Looking at DTWOF, it is hard not to think that she is drawing a certain part of lesbian Chicago. Madwimmen, the independent bookstore that serves as a social hub for the lesbians, is startlingly like Women and Children First. The karate club they occasionally meet in might as well be the queer-focused Thousand Waves Martial Arts & Self-Defense Center. The constant angst over national issues punctuated with bites of raw and vegan food remind us of a fact that is either surprising or scary: Lesbian communities of a certain ilk look and sound exactly alike, no matter where they are ( Bechdel has been mostly based in Minnesota and Vermont ) . But here, they also manage to be wryly and self-deprecatingly funny. In episode 522, Lois, long the sexual renegade of the group, is worried that she is losing touch with herself: "I'm too busy being the man to do any drag kinging.

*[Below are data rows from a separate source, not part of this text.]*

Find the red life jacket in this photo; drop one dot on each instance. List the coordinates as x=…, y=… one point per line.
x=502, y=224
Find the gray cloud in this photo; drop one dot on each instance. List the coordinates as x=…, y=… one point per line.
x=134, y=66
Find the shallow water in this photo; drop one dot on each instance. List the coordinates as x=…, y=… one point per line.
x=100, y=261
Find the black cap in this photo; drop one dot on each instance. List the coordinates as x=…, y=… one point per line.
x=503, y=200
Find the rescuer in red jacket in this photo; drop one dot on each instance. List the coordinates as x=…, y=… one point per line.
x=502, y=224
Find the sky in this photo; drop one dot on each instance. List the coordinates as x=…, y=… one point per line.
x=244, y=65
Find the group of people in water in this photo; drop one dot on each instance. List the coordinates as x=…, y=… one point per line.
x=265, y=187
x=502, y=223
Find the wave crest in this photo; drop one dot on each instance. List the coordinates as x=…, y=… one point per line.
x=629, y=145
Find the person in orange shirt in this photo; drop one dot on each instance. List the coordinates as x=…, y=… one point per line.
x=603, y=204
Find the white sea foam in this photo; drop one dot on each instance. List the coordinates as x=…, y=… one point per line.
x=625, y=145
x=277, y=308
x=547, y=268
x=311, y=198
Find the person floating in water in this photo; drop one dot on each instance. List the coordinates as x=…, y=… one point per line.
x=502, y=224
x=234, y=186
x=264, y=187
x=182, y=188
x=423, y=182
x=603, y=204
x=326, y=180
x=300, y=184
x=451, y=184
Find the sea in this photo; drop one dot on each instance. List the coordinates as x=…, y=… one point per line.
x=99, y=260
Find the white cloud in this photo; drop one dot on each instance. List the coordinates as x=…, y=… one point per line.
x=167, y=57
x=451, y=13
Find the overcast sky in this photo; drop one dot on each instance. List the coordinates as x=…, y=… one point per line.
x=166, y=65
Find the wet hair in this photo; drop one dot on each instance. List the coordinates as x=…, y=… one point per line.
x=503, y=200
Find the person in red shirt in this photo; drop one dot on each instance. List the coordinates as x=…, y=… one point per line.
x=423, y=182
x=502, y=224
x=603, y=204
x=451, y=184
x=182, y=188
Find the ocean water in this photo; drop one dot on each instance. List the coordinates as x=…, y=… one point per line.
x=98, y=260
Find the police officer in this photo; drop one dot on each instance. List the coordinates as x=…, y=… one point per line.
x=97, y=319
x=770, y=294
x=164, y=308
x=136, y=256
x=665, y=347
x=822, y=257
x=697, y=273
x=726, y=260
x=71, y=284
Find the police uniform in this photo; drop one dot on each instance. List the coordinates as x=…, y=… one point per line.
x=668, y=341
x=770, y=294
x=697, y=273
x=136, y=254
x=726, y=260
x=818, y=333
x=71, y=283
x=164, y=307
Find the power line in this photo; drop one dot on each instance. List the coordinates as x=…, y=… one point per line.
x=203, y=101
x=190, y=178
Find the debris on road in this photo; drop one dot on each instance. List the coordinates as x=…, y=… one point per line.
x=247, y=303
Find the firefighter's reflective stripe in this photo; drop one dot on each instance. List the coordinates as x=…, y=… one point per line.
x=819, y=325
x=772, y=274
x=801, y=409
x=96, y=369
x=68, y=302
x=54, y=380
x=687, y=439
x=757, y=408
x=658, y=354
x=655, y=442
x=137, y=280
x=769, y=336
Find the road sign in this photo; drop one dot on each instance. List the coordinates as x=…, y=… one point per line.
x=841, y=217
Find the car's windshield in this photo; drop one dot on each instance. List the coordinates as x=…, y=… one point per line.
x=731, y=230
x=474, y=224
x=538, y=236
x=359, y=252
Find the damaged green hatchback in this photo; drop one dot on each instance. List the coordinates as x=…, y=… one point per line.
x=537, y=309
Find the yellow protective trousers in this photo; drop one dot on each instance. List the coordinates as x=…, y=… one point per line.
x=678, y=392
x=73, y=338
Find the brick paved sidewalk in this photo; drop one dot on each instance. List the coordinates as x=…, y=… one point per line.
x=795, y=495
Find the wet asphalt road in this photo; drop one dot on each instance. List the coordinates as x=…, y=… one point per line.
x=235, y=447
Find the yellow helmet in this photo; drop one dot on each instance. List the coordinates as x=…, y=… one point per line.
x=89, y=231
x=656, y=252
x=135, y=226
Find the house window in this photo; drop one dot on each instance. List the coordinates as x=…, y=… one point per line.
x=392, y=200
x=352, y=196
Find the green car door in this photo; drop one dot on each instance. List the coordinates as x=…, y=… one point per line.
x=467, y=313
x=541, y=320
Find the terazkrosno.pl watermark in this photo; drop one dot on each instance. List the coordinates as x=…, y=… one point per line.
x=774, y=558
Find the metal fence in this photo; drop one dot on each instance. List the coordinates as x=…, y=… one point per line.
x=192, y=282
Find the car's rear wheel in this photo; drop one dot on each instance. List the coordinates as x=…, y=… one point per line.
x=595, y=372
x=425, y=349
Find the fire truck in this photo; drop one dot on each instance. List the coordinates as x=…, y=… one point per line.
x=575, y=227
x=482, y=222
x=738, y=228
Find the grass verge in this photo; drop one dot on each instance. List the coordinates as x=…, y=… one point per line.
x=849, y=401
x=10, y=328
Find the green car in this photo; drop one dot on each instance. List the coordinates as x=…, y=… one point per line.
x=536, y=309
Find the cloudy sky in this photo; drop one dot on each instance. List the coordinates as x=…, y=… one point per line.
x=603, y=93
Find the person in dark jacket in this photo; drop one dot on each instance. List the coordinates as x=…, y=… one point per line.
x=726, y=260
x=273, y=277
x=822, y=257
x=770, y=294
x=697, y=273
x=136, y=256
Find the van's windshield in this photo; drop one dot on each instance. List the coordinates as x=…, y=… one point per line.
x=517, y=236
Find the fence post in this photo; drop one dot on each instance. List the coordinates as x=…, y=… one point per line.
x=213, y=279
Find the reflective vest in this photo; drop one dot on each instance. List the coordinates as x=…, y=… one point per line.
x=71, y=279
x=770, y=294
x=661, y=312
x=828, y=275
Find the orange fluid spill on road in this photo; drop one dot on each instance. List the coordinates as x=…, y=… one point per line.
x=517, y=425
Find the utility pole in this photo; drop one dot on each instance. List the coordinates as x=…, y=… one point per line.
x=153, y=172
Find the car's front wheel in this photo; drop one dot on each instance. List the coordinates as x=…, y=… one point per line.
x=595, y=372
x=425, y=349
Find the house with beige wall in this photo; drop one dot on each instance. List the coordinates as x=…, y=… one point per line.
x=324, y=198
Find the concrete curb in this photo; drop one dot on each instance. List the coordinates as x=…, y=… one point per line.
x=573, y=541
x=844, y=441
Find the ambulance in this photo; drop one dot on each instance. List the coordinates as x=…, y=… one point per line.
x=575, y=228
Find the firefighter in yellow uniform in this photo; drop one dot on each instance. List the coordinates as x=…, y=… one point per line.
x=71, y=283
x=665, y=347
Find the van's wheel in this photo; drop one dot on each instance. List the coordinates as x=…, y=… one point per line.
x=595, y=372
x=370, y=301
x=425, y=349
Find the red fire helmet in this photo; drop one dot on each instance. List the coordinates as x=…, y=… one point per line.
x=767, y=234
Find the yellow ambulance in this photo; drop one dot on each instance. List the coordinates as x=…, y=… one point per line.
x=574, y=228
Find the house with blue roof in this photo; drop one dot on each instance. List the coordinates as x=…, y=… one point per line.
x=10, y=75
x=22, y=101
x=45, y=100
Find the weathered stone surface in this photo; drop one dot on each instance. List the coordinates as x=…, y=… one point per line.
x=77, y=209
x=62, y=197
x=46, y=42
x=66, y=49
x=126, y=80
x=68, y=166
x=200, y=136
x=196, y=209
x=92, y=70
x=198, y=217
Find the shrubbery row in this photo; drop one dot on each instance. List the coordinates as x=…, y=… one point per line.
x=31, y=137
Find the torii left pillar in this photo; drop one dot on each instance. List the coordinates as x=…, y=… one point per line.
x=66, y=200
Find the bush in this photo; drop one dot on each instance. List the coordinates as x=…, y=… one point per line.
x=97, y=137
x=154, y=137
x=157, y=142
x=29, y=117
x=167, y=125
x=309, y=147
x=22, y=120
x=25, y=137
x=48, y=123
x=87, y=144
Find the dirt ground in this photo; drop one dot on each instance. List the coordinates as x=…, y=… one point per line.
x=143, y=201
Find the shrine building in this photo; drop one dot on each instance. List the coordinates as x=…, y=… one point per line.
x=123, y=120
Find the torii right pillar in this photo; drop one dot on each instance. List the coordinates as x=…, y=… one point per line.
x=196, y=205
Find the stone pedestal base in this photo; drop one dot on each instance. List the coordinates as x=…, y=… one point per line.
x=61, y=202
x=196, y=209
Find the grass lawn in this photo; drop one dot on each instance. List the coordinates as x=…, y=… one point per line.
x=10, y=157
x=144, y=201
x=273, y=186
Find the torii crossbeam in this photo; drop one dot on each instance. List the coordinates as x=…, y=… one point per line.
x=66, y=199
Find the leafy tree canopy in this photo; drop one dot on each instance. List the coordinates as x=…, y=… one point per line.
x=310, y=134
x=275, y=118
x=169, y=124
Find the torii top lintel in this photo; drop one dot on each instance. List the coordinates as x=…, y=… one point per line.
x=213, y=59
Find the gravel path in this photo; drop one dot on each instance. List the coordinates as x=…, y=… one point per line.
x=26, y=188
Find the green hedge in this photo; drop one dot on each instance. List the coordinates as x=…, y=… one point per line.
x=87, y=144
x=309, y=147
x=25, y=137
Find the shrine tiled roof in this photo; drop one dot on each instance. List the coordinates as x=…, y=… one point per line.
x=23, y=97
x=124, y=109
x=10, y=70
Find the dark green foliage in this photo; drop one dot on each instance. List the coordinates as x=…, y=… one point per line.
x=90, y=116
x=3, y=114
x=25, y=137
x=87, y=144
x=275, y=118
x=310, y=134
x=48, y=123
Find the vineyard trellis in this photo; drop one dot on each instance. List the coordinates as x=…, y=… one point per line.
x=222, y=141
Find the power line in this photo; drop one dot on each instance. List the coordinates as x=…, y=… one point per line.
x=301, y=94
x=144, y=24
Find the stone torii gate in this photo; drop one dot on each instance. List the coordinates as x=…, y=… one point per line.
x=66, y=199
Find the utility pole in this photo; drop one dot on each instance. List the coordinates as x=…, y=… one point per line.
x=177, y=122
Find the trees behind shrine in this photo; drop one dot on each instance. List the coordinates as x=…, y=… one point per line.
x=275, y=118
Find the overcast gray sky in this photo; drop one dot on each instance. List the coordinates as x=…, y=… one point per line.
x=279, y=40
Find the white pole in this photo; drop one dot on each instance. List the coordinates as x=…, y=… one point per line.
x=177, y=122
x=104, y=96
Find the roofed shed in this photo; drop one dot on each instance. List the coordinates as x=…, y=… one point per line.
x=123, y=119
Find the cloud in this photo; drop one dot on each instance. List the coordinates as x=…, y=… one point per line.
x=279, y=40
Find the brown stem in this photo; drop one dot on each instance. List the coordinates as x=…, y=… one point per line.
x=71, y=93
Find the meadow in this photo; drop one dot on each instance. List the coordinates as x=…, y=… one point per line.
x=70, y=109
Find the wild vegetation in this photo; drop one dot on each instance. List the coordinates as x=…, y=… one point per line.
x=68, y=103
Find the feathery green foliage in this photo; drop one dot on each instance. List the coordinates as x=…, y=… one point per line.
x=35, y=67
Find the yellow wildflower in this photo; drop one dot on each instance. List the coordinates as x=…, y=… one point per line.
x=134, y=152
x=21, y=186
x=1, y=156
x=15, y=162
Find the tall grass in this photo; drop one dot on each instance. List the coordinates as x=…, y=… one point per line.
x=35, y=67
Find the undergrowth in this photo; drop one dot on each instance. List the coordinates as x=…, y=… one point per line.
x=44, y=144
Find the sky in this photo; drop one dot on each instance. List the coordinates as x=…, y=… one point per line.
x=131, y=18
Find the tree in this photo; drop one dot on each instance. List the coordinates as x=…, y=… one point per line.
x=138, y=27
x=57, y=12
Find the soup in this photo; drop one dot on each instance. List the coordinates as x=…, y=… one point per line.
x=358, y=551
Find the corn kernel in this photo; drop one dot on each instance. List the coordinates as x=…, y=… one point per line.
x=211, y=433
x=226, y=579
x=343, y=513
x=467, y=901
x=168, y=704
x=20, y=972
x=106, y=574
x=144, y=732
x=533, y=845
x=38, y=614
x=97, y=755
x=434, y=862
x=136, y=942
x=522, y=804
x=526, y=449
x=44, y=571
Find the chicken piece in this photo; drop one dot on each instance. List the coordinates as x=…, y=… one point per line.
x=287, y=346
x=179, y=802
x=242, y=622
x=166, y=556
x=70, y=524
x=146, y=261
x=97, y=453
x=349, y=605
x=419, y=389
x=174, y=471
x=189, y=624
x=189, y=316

I'm raising a teenager. I'm practically married to Jasmine. Am I still polyamorous if I haven't been with anyone but her for three years? …This is not my beautiful house! This is not my beautiful wife!"

As the years go by, the women and men and the occasional transgender teenager find themselves confronted with new worries. Having rid themselves of Bush, they must now deal with Bill Clinton's rollback of the welfare state and then find themselves confronted by a second Bush. Animals have a special place in the strip. In one episode, the entire clan gathers as they wait for Clarice's aging dog Digger to take her last breath. One of the Siamese cats dies, and Mo is convinced that the remaining one is going through survivor's guilt. By the time we leave them in 2008, the ideological differences that seemed so clear in the Reagan-Bush era are much more fuzzy; the group is split between Hillary Clinton and Barack Obama supporters and Lois is fishing out her gas mask in preparation for protesting both the Democratic and Republican conventions.

Returning readers will find much to remember and be delighted by in this sleek new volume of Bechdel's archive. Newer readers will find a world that may resonate with their experiences or seem utterly alien. By 2008, Madwimmin has long shut down, devoured by the rapacious chain named Bounders. Given the changes wrought to lesbian communities since DTWOF first appeared in print, even old fans might find themselves wondering if the world portrayed here, defined by its chaotic fidelity to community and communal living, can still exist.